Punish your best customers

The banks have come up with another brilliant idea to keep the money rolling in. Now that Congress is moving to limit the penalties on riskier borrowers, banks are looking to shoot themselves in the foot and are thinking of "reviving annual fees, curtailing cash-back and other rewards programs and charging interest immediately on a purchase instead of allowing a grace period of weeks," for customers who "who routinely pay off their credit card balances have been enjoying the equivalent of a free ride."

What a brilliant idea. Kill your business because you're having a temper tantrum. Give me a break. If you're going to bluff, at least make it a believable bluff.

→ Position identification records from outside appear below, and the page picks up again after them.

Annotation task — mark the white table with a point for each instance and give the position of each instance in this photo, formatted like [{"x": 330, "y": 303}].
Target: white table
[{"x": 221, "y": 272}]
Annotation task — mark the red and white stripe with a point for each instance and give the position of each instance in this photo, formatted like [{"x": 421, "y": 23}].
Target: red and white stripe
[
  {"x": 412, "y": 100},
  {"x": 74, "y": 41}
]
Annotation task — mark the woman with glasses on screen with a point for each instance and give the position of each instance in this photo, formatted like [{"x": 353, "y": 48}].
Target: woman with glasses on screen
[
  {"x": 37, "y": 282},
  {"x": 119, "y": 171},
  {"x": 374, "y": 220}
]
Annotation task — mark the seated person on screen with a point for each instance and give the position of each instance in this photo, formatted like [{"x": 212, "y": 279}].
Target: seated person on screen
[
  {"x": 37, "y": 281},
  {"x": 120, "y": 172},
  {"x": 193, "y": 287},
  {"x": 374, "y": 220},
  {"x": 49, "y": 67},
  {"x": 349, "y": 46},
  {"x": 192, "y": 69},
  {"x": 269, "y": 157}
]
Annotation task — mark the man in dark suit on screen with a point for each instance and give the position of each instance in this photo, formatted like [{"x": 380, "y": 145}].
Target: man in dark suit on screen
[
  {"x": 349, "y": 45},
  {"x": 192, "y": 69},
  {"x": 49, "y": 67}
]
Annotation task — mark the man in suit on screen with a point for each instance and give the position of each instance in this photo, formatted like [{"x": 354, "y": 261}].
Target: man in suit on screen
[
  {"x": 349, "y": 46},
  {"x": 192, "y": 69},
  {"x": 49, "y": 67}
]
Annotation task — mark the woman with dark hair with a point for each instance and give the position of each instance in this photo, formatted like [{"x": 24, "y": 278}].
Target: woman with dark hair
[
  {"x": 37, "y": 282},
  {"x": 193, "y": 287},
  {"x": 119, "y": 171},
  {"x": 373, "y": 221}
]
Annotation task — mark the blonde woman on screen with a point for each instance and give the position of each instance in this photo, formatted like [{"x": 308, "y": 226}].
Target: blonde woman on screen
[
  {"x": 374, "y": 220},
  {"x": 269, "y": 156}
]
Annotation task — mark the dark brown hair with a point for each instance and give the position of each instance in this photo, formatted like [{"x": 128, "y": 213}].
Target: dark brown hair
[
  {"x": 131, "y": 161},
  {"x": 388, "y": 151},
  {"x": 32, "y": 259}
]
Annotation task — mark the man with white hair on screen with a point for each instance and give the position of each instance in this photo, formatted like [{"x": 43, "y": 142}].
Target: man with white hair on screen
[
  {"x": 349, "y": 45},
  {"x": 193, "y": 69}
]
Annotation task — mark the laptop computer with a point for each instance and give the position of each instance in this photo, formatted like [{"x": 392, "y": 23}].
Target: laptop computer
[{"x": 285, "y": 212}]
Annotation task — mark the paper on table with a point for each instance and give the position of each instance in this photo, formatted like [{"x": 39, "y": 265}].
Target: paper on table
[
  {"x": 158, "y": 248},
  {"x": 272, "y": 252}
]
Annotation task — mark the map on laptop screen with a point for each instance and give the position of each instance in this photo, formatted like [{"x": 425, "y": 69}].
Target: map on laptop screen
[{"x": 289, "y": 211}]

The banks make a ton of money from every little credit card purchase, something like 1 - 3% of each purchase. Even cash buyers pay for that in increased prices. They are not going to kill their golden goose by chasing away their good customers.

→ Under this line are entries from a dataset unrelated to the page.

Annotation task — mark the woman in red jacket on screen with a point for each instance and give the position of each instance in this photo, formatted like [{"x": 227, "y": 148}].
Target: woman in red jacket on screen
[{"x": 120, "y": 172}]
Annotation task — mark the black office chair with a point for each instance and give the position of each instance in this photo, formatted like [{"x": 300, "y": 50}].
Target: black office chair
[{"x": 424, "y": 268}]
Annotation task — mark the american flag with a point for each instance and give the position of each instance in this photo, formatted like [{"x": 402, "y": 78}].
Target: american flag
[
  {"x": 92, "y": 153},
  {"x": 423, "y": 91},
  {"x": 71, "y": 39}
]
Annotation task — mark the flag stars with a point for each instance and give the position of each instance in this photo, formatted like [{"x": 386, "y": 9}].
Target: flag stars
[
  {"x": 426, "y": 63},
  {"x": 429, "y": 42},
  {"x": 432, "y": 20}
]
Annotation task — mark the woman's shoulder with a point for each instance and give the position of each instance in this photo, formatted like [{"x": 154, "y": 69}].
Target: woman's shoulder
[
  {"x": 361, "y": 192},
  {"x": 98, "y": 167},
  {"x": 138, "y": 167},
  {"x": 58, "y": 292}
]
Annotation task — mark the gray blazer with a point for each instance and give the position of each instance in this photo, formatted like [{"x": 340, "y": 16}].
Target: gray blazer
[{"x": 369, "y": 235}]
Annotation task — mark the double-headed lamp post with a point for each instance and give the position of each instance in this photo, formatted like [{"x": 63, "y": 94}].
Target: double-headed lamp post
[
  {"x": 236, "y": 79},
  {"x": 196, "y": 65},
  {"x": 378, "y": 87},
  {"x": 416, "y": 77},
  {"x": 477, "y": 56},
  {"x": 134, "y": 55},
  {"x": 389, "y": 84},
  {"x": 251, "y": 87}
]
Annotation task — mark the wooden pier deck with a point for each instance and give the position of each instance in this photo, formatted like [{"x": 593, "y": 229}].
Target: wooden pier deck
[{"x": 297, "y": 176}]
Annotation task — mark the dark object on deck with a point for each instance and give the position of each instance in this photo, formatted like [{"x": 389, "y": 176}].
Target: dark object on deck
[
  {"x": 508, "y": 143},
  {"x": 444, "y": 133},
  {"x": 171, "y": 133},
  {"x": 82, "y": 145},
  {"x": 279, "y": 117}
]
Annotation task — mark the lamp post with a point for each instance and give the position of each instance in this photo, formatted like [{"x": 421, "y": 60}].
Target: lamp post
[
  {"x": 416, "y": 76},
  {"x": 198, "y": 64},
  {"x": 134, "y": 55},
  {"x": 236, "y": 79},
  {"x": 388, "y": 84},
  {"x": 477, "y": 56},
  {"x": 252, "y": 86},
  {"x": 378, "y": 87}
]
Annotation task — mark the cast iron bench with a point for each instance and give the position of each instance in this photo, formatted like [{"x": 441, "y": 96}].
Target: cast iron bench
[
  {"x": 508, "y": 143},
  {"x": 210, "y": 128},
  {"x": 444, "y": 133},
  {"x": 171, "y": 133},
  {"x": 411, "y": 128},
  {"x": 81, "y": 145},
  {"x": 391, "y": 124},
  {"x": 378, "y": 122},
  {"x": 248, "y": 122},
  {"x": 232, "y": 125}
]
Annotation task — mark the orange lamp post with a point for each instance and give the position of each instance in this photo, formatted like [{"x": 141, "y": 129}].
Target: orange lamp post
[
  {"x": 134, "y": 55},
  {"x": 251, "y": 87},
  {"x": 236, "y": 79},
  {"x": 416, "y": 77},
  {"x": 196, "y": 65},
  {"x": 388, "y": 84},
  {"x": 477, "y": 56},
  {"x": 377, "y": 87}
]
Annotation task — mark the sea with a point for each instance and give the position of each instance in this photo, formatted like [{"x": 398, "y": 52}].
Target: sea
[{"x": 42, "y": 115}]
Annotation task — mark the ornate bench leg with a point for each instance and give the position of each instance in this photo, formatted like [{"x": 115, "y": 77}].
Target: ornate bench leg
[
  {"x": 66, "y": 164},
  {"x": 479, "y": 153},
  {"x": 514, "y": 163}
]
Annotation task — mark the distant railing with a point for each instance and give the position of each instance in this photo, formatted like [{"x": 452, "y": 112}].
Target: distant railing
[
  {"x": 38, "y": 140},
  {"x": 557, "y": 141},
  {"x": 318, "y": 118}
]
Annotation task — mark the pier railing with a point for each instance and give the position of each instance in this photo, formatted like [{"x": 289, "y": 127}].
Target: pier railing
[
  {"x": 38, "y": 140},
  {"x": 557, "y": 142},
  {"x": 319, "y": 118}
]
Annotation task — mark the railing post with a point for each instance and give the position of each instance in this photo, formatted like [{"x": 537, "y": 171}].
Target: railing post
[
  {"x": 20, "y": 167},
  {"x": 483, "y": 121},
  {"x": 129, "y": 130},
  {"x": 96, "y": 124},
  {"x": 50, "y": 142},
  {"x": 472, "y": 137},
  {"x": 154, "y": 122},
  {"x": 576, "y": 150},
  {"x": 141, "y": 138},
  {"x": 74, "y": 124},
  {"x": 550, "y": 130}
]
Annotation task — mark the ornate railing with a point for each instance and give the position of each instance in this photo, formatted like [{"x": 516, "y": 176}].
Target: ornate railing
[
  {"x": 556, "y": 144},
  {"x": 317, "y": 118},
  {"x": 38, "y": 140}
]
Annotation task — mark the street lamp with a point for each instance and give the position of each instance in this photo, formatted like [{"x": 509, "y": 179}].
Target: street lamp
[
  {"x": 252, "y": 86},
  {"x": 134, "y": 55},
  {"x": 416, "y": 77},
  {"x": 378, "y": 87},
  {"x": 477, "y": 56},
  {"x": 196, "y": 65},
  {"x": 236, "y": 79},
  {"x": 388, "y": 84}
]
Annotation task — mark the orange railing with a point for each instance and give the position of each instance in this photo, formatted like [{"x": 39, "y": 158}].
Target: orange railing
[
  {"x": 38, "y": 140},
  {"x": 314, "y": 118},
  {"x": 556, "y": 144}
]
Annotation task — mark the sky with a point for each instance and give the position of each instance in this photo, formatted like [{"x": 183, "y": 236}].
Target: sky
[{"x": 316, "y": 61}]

Do they really want consumers acting like they did in the past and, instead of using a credit card for everything, do what our parents did, and pay cash or write checks for everything with the added bonus of saying bye bye EZPass, online shopping and anything else people use credit cards for (debit card use online is not something I plan to do -- too much risk if something goes wrong)? I don't think so.

The banks and Wall St argue that their moves in bringing more money to the economy over the last few decades helped the US more then it harmed it. That includes loosening consumer credit. And while that may be true don't think they did it for charitable means. They made money hand over fist. They don't really want consumers to spend less and, through reduced consumer spending, bring the economy and their businesses down. They're just trying to scare Congress into letting them to continue to charge usury rates that should embarrass them.

The banks haven't learned their lessons and think the party should continue. They are not content to make a good living, they want to make a fabulous living. Call their bluff and tell them their interest rates on the money they've borrowed from us has just jumped and see what happens. And, if that doesn't work, raise the ante. With the increase in electronic payments credit cards are almost a default currency. Have the Treasury Department announce that they will now be distributing electronic currency cards that anybody can use in lieu of paper money, with the action the merchants give to the credit card companies going to the US Treasury instead. Maybe then the credit card companies will remove the gun they pointed to their heads and start being realistic.

There will always be a need for credit and a dollar to be made by banks. They will just have to lower their standards of what is an acceptable risk and what is a reasonable profit. And part of that will be not expecting money for their luxuries to come from extending credit and charging usary rates on high credit limits to those who can least afford it, settling instead for the hum drum small percentages they make from each merchant sale.